How do you go from Love to Friends in under 3 minutes? Is there such a thing? More to the question, how do you pretend to just be the friend? You know you don't want to hurt them so you don't tell them everything but at the same time, you want to because you want them to hurt like you do. Take the high road...Make them pay in the end. Everything comes back.

Tuesday, May 27, 2008

Dreams

Do dreams matter? Do they motivate us to do better in life? What separates dreams and goals?
What is the difference between selfishness and aspiration? virtuousness and pettiness? or immorality and ethical?

I have some dreams:
I want to graduate with a 3.5 I want to get accepted into The Columbia Law Program where I will debate intelligently with my classmates. My first year I want to qualify and pass my CPA exam. My second summer I want to get accepted into an internship where I will bear witness to the discussions of big business deals. I want to be debt free by 35. I want to enjoy my life. I want to travel the world limitlessly. I want privacy. I want to play the business game: taking what you want by manipulation and force. Allowing another person no choice but the one you delegate. I want to make money in my sleep. I want to own lots of land and rent it out to others. I want Power. I want a BMW 5 series and a motorcycle. I want to be able to see something on tv and say well that product looks nice, let's buy the majority stock of that company to turn the profit.

I want art to moderately line the walls of my house. I want a home theatre, a room for my instrument collection, a pool table, a gym, and a bar. I want secret passages in my house and I want a round foyer, with two staircases. I want to be fit and gorgeous. Not oh he looks pretty good for his size, no. I want to be, "you could wash clothes on his abs." and "I would give anything if he'd just look at me." I want to be comfortable, not arrogant. 

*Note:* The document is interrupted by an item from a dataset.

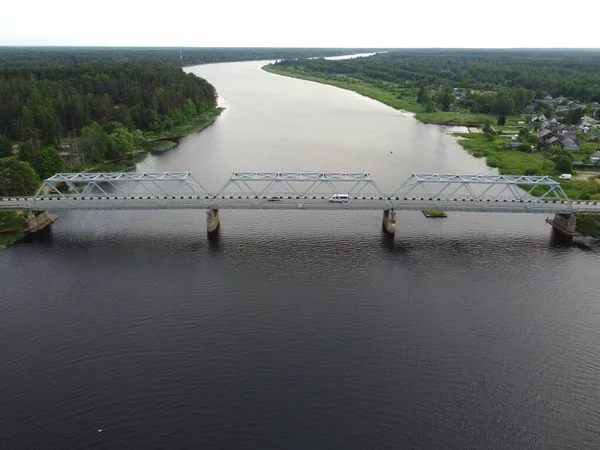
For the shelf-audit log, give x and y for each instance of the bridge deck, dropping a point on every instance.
(296, 202)
(301, 190)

In another life, I would have liked to be able to come home to a loving wife and 2 daughters. Now, I want to be devoted to my livelihood. I don't want to have to ask ,"how much?" I want it not too matter. 
The Lord says that we are all equal. I don't want to presume that I'm better than anyone else. I just want to live comfortably on this earth while I have the time. 

I wish could be a good person, but with dreams like these there's no room.

How do I differentiate myself from everyone else without condemning myself?

As far as women...I'm not swearing off women. I just have no interest in people who are not interested in me. I'm an aggressive, mature person and that is not the best way to win friends or foster relationships. But before this realization and even after will still persist my idea of a perfect mate:
A lover of Foreign foods, cultures, and languages
Able to blend in in a room
Ambitious
Pretty eyes
Enjoys a casual debate
Organized
French/Spanish
Good hair
good hygiene
Intelligent
Music lover
Comfortable with themselves
Down to earth.

Wednesday, May 21, 2008

Life in Oklahoma

So, this is a huge change from Atlanta. Here I am with no job, no friends, I've been cut off and I am out of money. Besides all of that, the city is super boring. There aren't a whole lot of places to hang out other than bricktown as far as I know. I've been hanging out at some Jazz spots. But nothing major. 

So right now, I've been doing that P90X not only to occupy my time but to get fit so that I can look great for the next semester. I'm not sure if I'm going to stay in school in macon or whether I'm going to transfer. We'll see how it all pans out over the next couple of weeks.